While we are on the subject of making things...
…exciting plans to help a friend with 18th and 19th century reenacting this year were put to the side when COVID hit and all the events were cancelled. Coincidentally, my husband’s business got very busy and he needed more of my help. With that said, I had already made my 18th century skirt and apron. I’m halfway to having an outfit for next year’s Fraser’s Ridge Homecoming!
What I Am Reading and Watching
I have been re-reading/re-listening to A Breath of Snow and Ashes. There is soooo much I missed the first time around in my race to read through all the books. The book series These Highland Hills by Kathleen Morgan is another I’ve been dabbling in. A friend who is a fellow “Outlander” fan loaned them to me and thought I might like them. The story is set in the 1500s and has very old Scottish language so it takes some time to read. I was reminded of the movie Far and Away (have you heard of it? I’m astonished at how many people haven’t!). I borrowed the DVD from the library and my husband and I had a movie date. I have also started rewatches of “Poldark” and “TURN: Washington Spies.” Basically, anything to get my history fix, and a bit of romance, too. I’m just buying time until “Outlander” Season 5 comes out on DVD. I told my husband that’s part of my birthday present since it’s due to release September 15th.
We recently started raising quail. Originally we were going to build a chicken coop and raise chickens.

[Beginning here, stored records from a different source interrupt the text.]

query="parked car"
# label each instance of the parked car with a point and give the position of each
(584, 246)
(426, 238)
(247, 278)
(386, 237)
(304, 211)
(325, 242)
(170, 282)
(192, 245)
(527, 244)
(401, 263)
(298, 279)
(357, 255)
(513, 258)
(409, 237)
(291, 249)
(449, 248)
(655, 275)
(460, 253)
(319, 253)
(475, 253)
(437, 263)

My oldest has been asking to do so for awhile now since my brother raises chickens and ducks, as well as homing pigeons in the past. He recently got some quail and thought it would be good for us to start out with for bird-raising since they are smaller, easier to care for and have less of a footprint. We’ve been enjoying it and plan to add to our flock when my brother hatches more.
My hopes for creating a She Shed this Spring have been put on hold until at least the Spring of 2021. I also wanted to install a stock tank pool in our backyard, but everyone else must be as well, because stock tanks are hard to find! This Fall and Winter, I would like to put up a Colonial-inspired board and batten up in our dining area, adding pegs to hang my aprons and my herbs.
I thought I’d channel my inner Mrs. Bug and try brewing my own batch of cherry bounce! Several of us were brewing individual batches for Fraser’s Ridge Homecoming, but sadly, that won’t be happening this year, so I decided to bring a little bit of Homecoming to my house and brew it anyway! However, I chose to wait until at least New Year’s Eve to partake–I’m really looking forward to trying it!
Hopefully, this gave you some ideas on what you can do while we wait for the next season (which sadly could be a year away).
What are you enjoying during Droughtlander?
Thank you so much for sharing all of your busyness, Tara! You have definitely made the most of your time during these warm months of Droughtlander! Tara is also a My Peak Challenge member, and her Peaker story is one of the most-read posts on the blog–check it out!
Now, what Tara asked–what are you doing/watching/reading to get through Droughtlander? It better be plenty, because it looks like we have to wait a little longer. (Just remember the old “good things come to those who wait” logic to keep you sane!)